Monday, 4 February 2019

3 Month Resistance Plan - v1.2

   This time I'm revisiting my first training plan. When I started this set-up back in April, I didn't know what to expect - of it, or myself. It ended up being the key to a happier life. Why?
1) no cardio. I hate cardio. I mean, really hate it. Kickboxing and Muay Thai is the only time I can do it; anything else is torture.
2) it shifted my focus away from losing weight and on to ability and muscle gain, instead, which meant that my goals changed, were met, and the goal posts moved. I saw amazing progress in my own abilities. I began caring less about how my body looked, and more about what it could do.
3) I started eating more.
4) I didn't get bored as quickly, which saved money - no buying new DVDs every month. In fact, this workout - and all since - have cost me £3.99 a piece. The price of the magazine that I get the total body workouts from. All others are from Youtube.

   I'm revisiting the first of my training plans and giving it three months rather than two. That said, I've also started on bigger weights. When I first started out, I was using a 12.5kg barbell (£30 from Women's Health with a total weight of 20kg). After 8 months of training, I come back to this now and I'm starting it with a 22.5kg barbell. I bought a new 10kg plate.
   The plan is as below:

Monday - Lower body via Whitney Simmons' Youtube (landmine replaced with over-shoulder kettlebell
Tuesday - Yoga & stretching
Wednesday - Total body via Gemma Atkinson & Women's Health Magazine (Jan/Feb 2018)
Thursday - Qi Gong
Friday - Lower body via Whitney Simmons' Youtube
Saturday - Back/upper body Whitney Simmons' Youtube (cables replaced by resistance bands behind a bench)
Sunday - Rest / Qi Gong (if not Thursday)

   But I am approaching it differently. I've hinted time and again towards my experiment with calories, which I plan on writing about in 2-3 months' time once I have some solid information and experience to share.

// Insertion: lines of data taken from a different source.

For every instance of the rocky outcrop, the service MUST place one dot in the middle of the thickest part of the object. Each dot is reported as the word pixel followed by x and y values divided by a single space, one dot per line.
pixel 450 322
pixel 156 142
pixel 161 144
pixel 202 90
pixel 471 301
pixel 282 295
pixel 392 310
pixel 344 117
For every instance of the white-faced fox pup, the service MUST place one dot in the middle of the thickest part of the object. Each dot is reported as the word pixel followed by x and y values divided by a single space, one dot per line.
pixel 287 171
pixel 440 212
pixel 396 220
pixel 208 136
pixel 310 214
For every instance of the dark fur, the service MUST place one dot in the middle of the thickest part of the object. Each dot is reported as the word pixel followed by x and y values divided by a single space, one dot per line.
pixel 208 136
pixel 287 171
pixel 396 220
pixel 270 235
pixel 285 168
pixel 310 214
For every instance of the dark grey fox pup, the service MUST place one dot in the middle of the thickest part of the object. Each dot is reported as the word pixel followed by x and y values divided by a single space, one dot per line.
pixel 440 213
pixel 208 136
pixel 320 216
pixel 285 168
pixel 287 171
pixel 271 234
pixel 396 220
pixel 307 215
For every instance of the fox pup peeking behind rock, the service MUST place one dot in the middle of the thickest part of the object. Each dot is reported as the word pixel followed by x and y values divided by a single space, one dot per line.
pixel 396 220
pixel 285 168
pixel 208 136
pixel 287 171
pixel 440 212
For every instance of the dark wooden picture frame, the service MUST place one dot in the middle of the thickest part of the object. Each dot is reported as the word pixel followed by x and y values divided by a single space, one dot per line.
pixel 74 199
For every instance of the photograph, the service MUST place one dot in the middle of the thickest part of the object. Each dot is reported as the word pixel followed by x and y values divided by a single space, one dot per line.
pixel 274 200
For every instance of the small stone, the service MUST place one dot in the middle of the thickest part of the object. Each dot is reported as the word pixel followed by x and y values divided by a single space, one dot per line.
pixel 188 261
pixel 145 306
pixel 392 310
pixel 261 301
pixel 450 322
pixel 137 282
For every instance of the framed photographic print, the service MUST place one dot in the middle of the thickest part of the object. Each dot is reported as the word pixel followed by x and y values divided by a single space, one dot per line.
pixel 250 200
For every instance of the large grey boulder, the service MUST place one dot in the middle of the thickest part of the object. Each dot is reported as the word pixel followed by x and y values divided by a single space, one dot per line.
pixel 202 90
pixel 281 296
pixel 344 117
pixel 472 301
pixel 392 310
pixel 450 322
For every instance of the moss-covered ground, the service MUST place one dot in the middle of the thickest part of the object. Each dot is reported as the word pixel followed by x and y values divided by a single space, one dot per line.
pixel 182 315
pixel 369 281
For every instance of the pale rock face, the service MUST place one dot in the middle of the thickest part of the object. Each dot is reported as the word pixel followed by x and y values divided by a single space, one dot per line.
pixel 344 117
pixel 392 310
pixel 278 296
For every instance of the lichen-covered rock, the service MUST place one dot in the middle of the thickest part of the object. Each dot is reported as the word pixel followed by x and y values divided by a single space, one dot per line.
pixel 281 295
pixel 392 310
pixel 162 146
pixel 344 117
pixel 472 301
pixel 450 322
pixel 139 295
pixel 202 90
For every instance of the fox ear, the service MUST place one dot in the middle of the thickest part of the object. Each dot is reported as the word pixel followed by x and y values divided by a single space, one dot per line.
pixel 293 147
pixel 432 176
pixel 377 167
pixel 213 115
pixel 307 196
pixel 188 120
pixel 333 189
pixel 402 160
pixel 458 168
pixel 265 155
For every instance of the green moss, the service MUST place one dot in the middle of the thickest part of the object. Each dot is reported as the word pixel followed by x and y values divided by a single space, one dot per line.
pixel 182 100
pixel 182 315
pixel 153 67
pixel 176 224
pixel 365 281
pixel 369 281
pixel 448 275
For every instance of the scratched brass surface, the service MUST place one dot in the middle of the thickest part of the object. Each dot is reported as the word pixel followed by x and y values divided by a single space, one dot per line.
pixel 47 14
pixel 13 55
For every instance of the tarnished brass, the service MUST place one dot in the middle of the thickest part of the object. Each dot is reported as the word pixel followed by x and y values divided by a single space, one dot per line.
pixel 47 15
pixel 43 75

In short, though: I'm eating more. When I started out, I was eating 1,600 calories a day. I'm at 2,000 a day now. I'll elaborate - how, why, when - soon. But I will tell you this: I'm still a UK size 8.

   Because of that experiment, though, I'm only riding this workout for one month, then taking a month out for the Core de Force I would usually have done this month, then picking it back up for two more months over April and May. I'll finally explain the experiment then.